Mais les chances de succès semblent minces. Récemment, les Etats-Unis ont envoyé un signal négatif aux pays du Sud en votant une loi accordant une enveloppe de 290 milliards de dollars aux agriculteurs. En Amérique latine, les pays du Mercosur ont d'ores et déjà qualifié les derniers textes de l'OMC "d'insuffisants et d'imprécis". On comprend mieux pourquoi la provocation du jour est venue du Brésil. Son ministre des Affaires étrangères, Celso Amorim, auteur des propos controversés sur Goebbels, a dénoncé le "mythe" selon lequel les pays riches auraient déjà fait assez de concessions en terme de diminution des subventions et que ceux-ci n'attendraient plus que le bon vouloir des pays du sud sur l'ouverture de leurs marchés aux produits industriels occidentaux pour trouver un terrain d'entente. Et de se dire prêt à attendre trois ou quatre années supplémentaires afin d'obtenir un meilleur accord que celui qui est actuellement sur la table des négociations.

Les Européens, eux, entendent profiter de la réunion de lundi pour "obtenir le rééquilibrage des concessions déjà faites". Vendredi, la secrétaire d'Etat française chargée du Commerce extérieur, Anne-Marie Idrac, a annoncé que les pays de l'Union européenne excluaient d'ailleurs toute nouvelle concession sur la question des importations ou des subventions agricoles lors des négociations de Genève. Mais même au sein des Vingt-sept, les divergences prévalent.
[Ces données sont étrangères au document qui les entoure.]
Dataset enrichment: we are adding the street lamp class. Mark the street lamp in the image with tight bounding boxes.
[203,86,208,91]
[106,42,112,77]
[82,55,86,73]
Celles-ci se sont récemment concentrées autour du bras de fer qui oppose Nicolas Sarkozy à Peter Mandelson. Le président français reproche au commissaire européen au Commerce de vouloir sacrifier la production agricole européenne sur "l'autel du libéralisme mondial". "Le compte n'y est pas", a-t-il encore déclaré la semaine dernière, faisant allusion aux nombreuses concessions faites selon lui par l'UE en comparaison à celles obtenues des autres pays. Dans un tel contexte, le spectre de Cancun plane sur Genève. En 2003, la conférence ministérielle de l'OMC, qui rassemblait alors les 152 membres de l'organisation, avait tourné à l'affrontement stérile nord-sud.